Facial recognition systems are more attainable than ever, with a lower financial bar to entry that makes facial recognition indispensable for businesses of all sizes, in all industries. As the demand for streamlined, frictionless authentication systems rises among both customers and employers, having a dependable, cutting-edge facial recognition system in place is essential for remaining competitive.

Choosing a facial recognition system requires careful consideration of several crucial factors. In this guide, we outline the key factors that all businesses should consider when integrating facial recognition technology:

Facial Recognition: A Brief Understanding

What is Facial Recognition?

Facial recognition technology detects faces, extracts features, and creates a facial template to compare against an existing database to verify a person’s identity. It’s becoming increasingly more commonplace in modern businesses, as facial verification can authenticate employee identities, help customers access accounts, and enhance security measures.

What are the Benefits of Facial Recognition?

Facial recognition is an accessible way for businesses to identify and authenticate both customers and employees. It’s more affordable than other authentication methods while still providing an impressive level of precision and accuracy thanks to technological advances. Because facial recognition is supported by simple camera feeds, it’s easy for any business to integrate facial recognition solutions into their operations.

What are Common Facial Recognition Applications?

Facial recognition is being adopted at a wide scale, everywhere from national retail chains to airports to hotels.

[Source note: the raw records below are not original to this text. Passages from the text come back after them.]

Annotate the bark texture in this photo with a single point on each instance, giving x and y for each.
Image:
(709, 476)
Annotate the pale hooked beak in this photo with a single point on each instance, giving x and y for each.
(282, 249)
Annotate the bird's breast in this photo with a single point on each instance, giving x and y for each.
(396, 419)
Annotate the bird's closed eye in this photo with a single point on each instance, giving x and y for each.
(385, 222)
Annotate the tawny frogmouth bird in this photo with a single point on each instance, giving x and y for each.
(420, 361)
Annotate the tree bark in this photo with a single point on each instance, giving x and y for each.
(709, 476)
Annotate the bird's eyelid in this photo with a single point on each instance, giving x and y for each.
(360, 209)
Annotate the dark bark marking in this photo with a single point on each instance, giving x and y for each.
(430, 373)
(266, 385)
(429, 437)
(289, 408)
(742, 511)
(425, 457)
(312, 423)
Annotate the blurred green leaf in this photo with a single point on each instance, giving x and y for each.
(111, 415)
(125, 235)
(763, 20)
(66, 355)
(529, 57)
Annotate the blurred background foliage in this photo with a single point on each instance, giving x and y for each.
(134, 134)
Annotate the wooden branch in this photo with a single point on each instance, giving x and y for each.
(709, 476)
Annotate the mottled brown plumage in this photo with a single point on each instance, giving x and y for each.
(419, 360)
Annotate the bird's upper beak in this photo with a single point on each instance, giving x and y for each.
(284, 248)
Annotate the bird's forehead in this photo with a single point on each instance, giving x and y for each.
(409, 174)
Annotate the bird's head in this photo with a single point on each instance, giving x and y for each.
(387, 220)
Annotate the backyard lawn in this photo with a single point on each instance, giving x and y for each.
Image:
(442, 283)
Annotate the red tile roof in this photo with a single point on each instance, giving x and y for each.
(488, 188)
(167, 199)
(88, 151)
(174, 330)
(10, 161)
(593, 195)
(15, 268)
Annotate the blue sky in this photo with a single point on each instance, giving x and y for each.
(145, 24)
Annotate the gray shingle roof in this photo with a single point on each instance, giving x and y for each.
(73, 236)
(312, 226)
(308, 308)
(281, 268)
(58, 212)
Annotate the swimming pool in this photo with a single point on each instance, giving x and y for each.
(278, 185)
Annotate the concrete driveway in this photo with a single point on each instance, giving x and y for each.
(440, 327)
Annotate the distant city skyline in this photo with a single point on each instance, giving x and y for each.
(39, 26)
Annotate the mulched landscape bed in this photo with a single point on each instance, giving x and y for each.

Facial recognition can authenticate identities for access to restricted areas, help people check in to their flights, identify banned shoplifters from retail stores, or even simply make it easier for them to log into their reward accounts.

What Is The Best Facial Recognition Solution For You?

There are several facial recognition solutions available on the market. Cutting-edge options like FaceMe® make it possible for businesses of any size to leverage top-tier biometric identification technology within their operations. Finding the right option for you starts with assessing your organizational needs and researching the performance of top providers.

FaceMe® SDK is a cross-platform facial recognition engine designed for AIoT/IoT devices. To learn more about how to integrate this into your current system, contact our experts at FaceMe® today!

7 Success Factors for Choosing the Best Facial Recognition Solution

The facial recognition software you select can have a direct impact on your customer service, business security, and operational efficiency, so it’s critical to select a well-rounded option that exceeds industry standards. When researching and evaluating potential solutions, keep these key characteristics in mind.

1. Precision and Accuracy

The effectiveness of a facial recognition solution is highly dependent on its accuracy and precision; an unreliable system wouldn’t be able to securely authenticate your employees or customers. There are two types of facial recognition accuracy to keep in mind:

  • Software accuracy: Accuracy depends on having the right chipsets and cameras for your model. For example, FaceMe® ranges from 6.7 to 300 Mb, and is optimized for low-power chipsets to offer maximum flexibility and broad application compatibility.
  • Algorithm accuracy: The National Institute for Standards and Technology (NIST) measures algorithm accuracy in its standardized Facial Recognition Technology Evaluation (FRTE). FaceMe® scored an accuracy rate of 99.83% in FRTE 1:1 identification against a database of 1.6 million images, making it an exceptional example of precise, accurate face recognition technology.

Accuracy is a critical aspect of a facial recognition system because it protects and monitors access to secure facilities, confidential data, and even controlled substances. The most accurate facial recognition algorithms require substantial storage and processing power, significantly increasing the total cost of deployment. For this reason, we recommend considering solutions from vendors who regularly update algorithms and are vetted and ranked highly in industry testing such as those defined by NIST.

Some of the most popular use cases for facial recognition will not require a 99% level of accuracy, but we recommend utilizing solutions that perform at no lower than the 95th percentile.

For example, at stadium turnstiles, flow of movement and reliable hardware are more critical than perfect precision, although facial recognition systems should be able to identify visitors making multiple entry attempts. Meanwhile, banks and large-scale smart factories heavily rely on accurate authentication to protect their assets, personnel, and equipment.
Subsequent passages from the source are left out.